Scientific topics in bibliometric looking glasses
a KnoweScape COST TD1210 workshop
The definition of what is a “topic” in science represents a baseline for a lot of follow-up questions such as how to define research diversity, how to measure interdisciplinarity, or how to identify breakthrough research. As reported elsewhere, since five years Jochen Gläser and colleagues organize a small-scale workshop in Berlin with bibliometric experts to see how this fundamental problem for understanding the science system can be supported by quantitative means.
Quite uniquely this summer workshop “Measuring the Diversity of Research”, August 29-30, 2014 got the participants engaged in applying their specific methods of clustering and mapping to a shared, cleaned dataset of publications from astrophysics. The topical landscape of a field or subfield is not easy to be determined automatically. Depending on which information signals are used, e.g. lexical elements or references, we get another mirror image of the field. Science is made up from a dense fabric of thoughts and results. Putting them into disjunctive classes always misses certain aspects. What is an optimal compromise in the delineation of a topic also very much depends on the question to be answered.
This workshop brought together the application of so-called hybrid methods, whereby bibliographic clustering is combined with lexical/textual analysis (Wolfgang Glänzel), direct citation methods (Nees Jan van Eck, Theresa Velden, Frank Havemann) and co-citations methods (Kevin Boyack).
The methodological core of the contributions to the workshop concerned clustering algorithms that run over complex networks. Their design is a research problem in itself. But networks are common also to other projects in the Computational Humanities programme, such as the Elite Network Shifts. There is also another communality that links Digital Humanities and Bibliometrics. It is a problem of how to allocate features or characteristics of objects, events or persons to a classification system, or in other words, how to define relevant dimensions in networked information spaces. Because of this underlying information-theoretical problem such scientometric exercises have a meaning beyond bibliometrics and research evaluation.
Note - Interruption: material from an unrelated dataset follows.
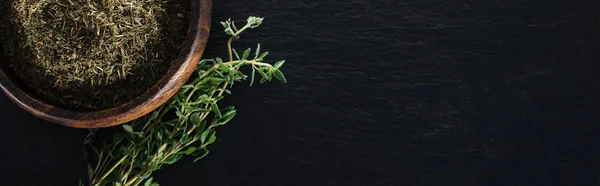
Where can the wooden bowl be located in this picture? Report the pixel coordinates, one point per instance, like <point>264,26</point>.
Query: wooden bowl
<point>179,72</point>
The Berlin workshop also proved that working together with one dataset is an excellent way to test methods, and to reveal their meaning. While this seems to be evident epistemologically, this does not often happen in scientific practices. This is why data sharing and at the same time organizing hands-on activities about shared data is so important. Trust is the decisive ingredient for such a practice change. Together with hospitality, friendliness, and a focused but unhurried atmosphere of discussion made this workshop a treat for knowledge workers, for which we all thank Jochen, Michael and Frank as local organizers!
For KnoweScape, this workshop contributed to the wider shared interest in information spaces that result from scholarly communication and its implications for research evaluation and impact measurements.
The new ideas that emerged will be discussed at the Second Annual KnoweScape Conference in Thessaloniki in November, and we will also address how to disseminate ideas and results beyond the TD120 community.